Extrait du journal intime de Etty Hillesum. Traduit de l’allemand par Philippe Noble. Publié sous le titre Une vie bouleversée – Journal 1941-1943, par les Éditions du Seuil en 1985.
Lundi 4 août 1941, à 2 heures et demie.
Il dit que l’amour de tous les hommes vaut mieux que l’amour d’un seul homme. Car l’amour d’un seul homme n’est jamais que l’amour de soi-même.

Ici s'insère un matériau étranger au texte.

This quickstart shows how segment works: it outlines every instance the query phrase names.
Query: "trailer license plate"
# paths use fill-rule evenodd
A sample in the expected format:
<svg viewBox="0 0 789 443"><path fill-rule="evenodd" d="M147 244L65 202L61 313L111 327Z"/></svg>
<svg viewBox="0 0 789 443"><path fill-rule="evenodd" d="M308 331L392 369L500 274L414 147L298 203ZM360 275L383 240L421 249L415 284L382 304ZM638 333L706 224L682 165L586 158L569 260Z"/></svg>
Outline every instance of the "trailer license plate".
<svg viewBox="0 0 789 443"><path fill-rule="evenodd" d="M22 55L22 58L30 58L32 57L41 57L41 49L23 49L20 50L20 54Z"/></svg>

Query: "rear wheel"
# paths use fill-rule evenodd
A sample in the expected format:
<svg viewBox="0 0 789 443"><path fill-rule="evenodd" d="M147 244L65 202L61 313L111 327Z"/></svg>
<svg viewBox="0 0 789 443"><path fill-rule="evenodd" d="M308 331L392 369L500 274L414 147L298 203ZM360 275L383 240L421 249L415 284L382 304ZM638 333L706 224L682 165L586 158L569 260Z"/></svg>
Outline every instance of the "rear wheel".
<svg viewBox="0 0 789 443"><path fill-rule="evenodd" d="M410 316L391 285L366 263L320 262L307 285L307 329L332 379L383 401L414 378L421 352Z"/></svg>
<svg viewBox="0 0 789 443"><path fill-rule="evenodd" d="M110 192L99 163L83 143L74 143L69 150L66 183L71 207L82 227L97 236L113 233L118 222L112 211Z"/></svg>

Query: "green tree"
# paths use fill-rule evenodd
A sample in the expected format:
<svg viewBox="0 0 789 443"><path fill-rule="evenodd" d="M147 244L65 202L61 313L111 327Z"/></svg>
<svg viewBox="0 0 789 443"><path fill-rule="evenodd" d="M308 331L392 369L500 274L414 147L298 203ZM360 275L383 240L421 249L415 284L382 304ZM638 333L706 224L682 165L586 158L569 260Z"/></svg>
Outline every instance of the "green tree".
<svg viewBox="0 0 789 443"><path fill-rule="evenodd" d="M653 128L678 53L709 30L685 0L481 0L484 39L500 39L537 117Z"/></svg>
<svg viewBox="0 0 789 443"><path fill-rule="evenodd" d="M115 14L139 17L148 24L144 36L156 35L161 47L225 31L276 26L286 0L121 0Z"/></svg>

C’est un homme mûr de cinquante-cinq ans, parvenu au stade de l’amour universel après avoir, durant sa longue vie, aimé beaucoup d’individus. Je suis une petite bonne femme de vingt-sept ans et je porte en moi aussi un amour très fort de l’humanité, mais je me demande si, toute ma vie, je ne serais pas à la recherche d’un homme unique. Et je me demande s’il s’agit là d’une restriction de champ propre à la femme. Est-ce une tradition séculaire dont elle devrait s’affranchir, ou bien au contraire un élément si essentiel à la nature féminine que la femme devrait se faire violence pour donner son amour à toute l’humanité et non plus à un seul homme ? (La synthèse des deux amours n’est pas encore à ma portée). Cela explique peut-être qu’il y ait si peu de femmes importantes dans les sciences et les arts, la femme cherche toujours l’homme unique à qui elle donnera son savoir, sa chaleur, son amour, son énergie créatrice. Elle cherche l’homme, non l’humanité.

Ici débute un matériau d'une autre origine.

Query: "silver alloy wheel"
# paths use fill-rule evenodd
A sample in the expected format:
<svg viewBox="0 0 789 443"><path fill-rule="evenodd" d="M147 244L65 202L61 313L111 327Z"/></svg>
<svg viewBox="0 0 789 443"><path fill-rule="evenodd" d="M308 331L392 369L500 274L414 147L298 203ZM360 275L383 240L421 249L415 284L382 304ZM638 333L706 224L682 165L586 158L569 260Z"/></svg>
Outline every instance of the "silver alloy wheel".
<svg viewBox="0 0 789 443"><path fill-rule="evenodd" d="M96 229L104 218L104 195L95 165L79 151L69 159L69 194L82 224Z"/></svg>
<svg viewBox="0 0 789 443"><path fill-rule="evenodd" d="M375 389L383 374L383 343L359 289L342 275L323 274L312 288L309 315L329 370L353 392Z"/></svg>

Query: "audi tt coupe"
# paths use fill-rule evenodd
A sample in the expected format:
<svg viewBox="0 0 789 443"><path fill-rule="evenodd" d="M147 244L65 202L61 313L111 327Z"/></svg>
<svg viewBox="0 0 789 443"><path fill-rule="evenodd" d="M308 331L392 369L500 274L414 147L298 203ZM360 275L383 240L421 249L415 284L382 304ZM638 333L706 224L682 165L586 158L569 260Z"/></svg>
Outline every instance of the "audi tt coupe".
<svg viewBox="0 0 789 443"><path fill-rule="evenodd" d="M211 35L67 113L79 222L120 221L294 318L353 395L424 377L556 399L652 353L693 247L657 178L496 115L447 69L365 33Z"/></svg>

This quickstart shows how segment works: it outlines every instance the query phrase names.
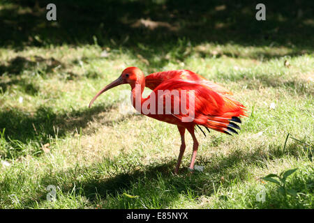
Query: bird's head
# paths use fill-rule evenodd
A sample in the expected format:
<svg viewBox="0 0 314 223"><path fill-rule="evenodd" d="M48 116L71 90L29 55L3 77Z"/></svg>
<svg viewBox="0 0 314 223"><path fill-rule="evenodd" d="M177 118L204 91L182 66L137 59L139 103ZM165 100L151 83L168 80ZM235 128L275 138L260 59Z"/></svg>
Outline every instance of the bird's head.
<svg viewBox="0 0 314 223"><path fill-rule="evenodd" d="M97 93L95 97L94 97L94 98L91 100L89 107L91 107L91 105L95 100L96 100L96 98L103 93L115 86L124 84L129 84L132 89L134 89L136 84L140 84L142 92L145 86L145 77L142 71L136 67L129 67L124 69L118 79L113 81L112 83L109 84L98 93Z"/></svg>

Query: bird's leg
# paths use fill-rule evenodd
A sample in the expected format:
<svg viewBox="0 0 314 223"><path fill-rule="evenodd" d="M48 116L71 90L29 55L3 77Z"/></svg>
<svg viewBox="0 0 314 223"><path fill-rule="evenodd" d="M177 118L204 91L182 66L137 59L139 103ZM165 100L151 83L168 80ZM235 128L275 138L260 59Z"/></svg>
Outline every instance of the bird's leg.
<svg viewBox="0 0 314 223"><path fill-rule="evenodd" d="M193 170L194 169L194 162L195 162L196 153L197 153L198 141L196 139L195 134L194 134L194 127L193 128L188 128L188 130L192 136L192 139L193 139L193 152L192 153L192 157L190 164L190 169Z"/></svg>
<svg viewBox="0 0 314 223"><path fill-rule="evenodd" d="M176 169L174 169L174 174L178 174L179 168L180 167L181 161L182 160L182 157L186 150L186 142L184 140L184 132L186 132L186 128L184 127L178 126L179 132L181 135L181 146L180 146L180 153L179 153L178 162L177 163Z"/></svg>

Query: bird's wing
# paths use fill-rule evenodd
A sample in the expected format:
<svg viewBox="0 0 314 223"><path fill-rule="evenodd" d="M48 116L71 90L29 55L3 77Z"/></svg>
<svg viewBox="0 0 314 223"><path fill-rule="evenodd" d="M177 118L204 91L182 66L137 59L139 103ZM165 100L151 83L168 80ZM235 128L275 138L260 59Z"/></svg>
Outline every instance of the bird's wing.
<svg viewBox="0 0 314 223"><path fill-rule="evenodd" d="M165 92L163 95L164 99L161 100L163 103L163 109L165 109L166 106L165 98L170 98L171 112L179 119L190 116L190 114L184 114L181 109L179 109L179 114L175 112L175 109L178 109L178 100L180 106L182 106L181 105L184 98L181 92L185 90L186 92L186 96L184 98L186 102L185 105L186 109L189 112L193 113L194 120L193 122L195 124L202 125L219 132L227 131L230 122L232 119L239 119L233 117L246 116L245 107L242 104L228 95L216 93L204 84L200 84L195 82L169 79L158 86L153 92L158 95L158 91L160 90ZM179 96L172 93L174 90L179 92ZM194 94L194 109L190 109L188 102L193 94ZM157 101L160 101L158 100L158 97ZM158 105L156 104L156 107L158 106ZM165 110L164 112L165 112ZM236 127L236 128L237 128Z"/></svg>
<svg viewBox="0 0 314 223"><path fill-rule="evenodd" d="M145 77L145 86L154 90L159 84L170 79L195 81L217 93L232 95L232 93L222 86L188 70L169 70L150 74Z"/></svg>

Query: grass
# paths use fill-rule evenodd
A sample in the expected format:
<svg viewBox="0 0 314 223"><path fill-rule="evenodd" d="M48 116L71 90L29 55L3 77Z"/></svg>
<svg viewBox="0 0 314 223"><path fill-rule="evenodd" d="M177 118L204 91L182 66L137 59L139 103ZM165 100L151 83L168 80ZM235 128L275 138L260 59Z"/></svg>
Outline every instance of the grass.
<svg viewBox="0 0 314 223"><path fill-rule="evenodd" d="M39 21L27 13L31 7L19 3L0 5L5 25L14 8L20 10L13 16L17 21ZM155 15L159 6L151 6L143 7ZM182 33L197 30L195 21L177 21ZM121 43L119 26L109 31L110 41L90 30L89 37L75 39L70 35L79 32L76 24L61 43L56 34L67 36L60 26L52 36L45 36L48 29L34 28L39 38L31 40L15 32L1 36L7 45L0 47L1 208L314 208L314 58L311 41L295 40L300 33L283 28L286 42L281 36L260 42L244 36L219 40L227 31L213 31L211 40L167 31L160 43L162 37L154 37L163 32L143 28L128 29L135 36ZM104 50L109 54L102 56ZM174 175L177 128L126 112L128 86L110 90L87 107L96 91L130 66L146 75L186 68L230 89L248 110L240 134L212 131L204 137L198 131L196 164L204 169L193 174L186 169L192 152L186 134L181 169ZM276 185L261 180L294 168L285 187L296 196L283 196ZM57 187L54 202L46 199L50 185ZM261 191L264 202L256 199Z"/></svg>

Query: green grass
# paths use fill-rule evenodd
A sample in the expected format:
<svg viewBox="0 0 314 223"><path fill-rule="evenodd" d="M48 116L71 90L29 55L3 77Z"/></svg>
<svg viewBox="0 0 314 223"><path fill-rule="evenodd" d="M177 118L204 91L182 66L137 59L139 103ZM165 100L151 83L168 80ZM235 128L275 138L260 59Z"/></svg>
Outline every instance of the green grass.
<svg viewBox="0 0 314 223"><path fill-rule="evenodd" d="M27 7L5 1L0 16L15 8ZM27 15L19 13L16 19ZM131 36L120 44L114 42L119 29L110 31L113 41L91 31L86 39L69 37L63 44L45 37L48 29L36 30L47 43L26 43L25 36L8 32L1 37L16 38L17 45L8 40L0 47L0 208L314 208L312 45L280 38L282 44L260 43L254 36L246 44L245 36L220 42L218 31L217 40L165 32L169 41L157 36L149 43L156 31L145 30L130 33L147 38ZM292 34L287 38L293 40ZM101 56L104 49L107 57ZM196 164L203 172L188 172L192 139L186 134L181 168L173 174L177 127L121 112L130 104L128 86L110 90L88 109L95 93L131 66L145 75L193 70L246 106L239 135L197 132ZM294 168L286 187L297 196L283 196L277 185L260 179ZM46 199L50 185L57 187L54 202ZM256 199L261 191L264 202Z"/></svg>

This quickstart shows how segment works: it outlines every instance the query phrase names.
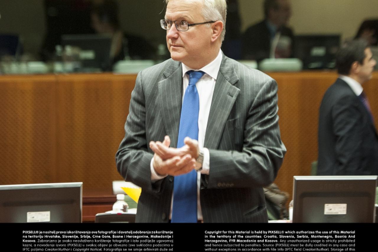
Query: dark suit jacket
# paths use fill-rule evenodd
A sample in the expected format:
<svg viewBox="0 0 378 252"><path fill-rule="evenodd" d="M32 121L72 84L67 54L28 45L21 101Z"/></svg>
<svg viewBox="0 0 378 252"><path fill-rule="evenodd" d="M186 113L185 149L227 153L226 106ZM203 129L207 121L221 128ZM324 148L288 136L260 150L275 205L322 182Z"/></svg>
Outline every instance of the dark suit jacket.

Cette question féminine n’est pas si simple. Parfois, en voyant dans la rue une jolie femme, élégante, soignée, hyper-féminine, un peu bête, je sens mon équilibre vaciller. Mon intelligence, mes luttes avec moi-même, ma souffrance m’apparaissent comme un poids oppressant, une chose laide, antiféminine, et je voudrais être belle et bête, une jolie poupée désirée par un homme. Etrange, de vouloir ainsi être désirée par un homme, comme si c’était la consécration suprême de notre condition de femmes, alors qu’il s’agit d’un besoin très primitif. L’amitié, la considération, l’amour qu’on nous porte en tant qu’êtres humains, c’est bien beau, mais tout ce que nous voulons, en fin de compte, n’est-ce pas qu’un homme nous désire en tant que femmes ? Il me semble encore trop difficile de noter tout ce que je voudrais dire sur ce sujet, d’une complexité infinie, mais essentiel – et il importe que je parvienne à m’exprimer.
Peut-être la vraie, l’authentique émancipation féminine n’a-t-elle pas encore commencé. Nous ne sommes pas tout à fait encore des êtres humains, nous sommes des femelles. Encore ligotées et entravées par des traditions séculaires. Encore à naître à l’humanité véritable ; il y a là une tâche exaltante pour la femme.
(…)
je me sens parfois comme une poubelle tant il y a de trouble, de vanité, d’inachèvement, d’insuffisance en moi ! Mais il y a aussi une authentique sincérité et une volonté passionnée, presque élémentaire, d’apporter un peu de netteté, de trouver l’harmonie entre le dehors et le dedans.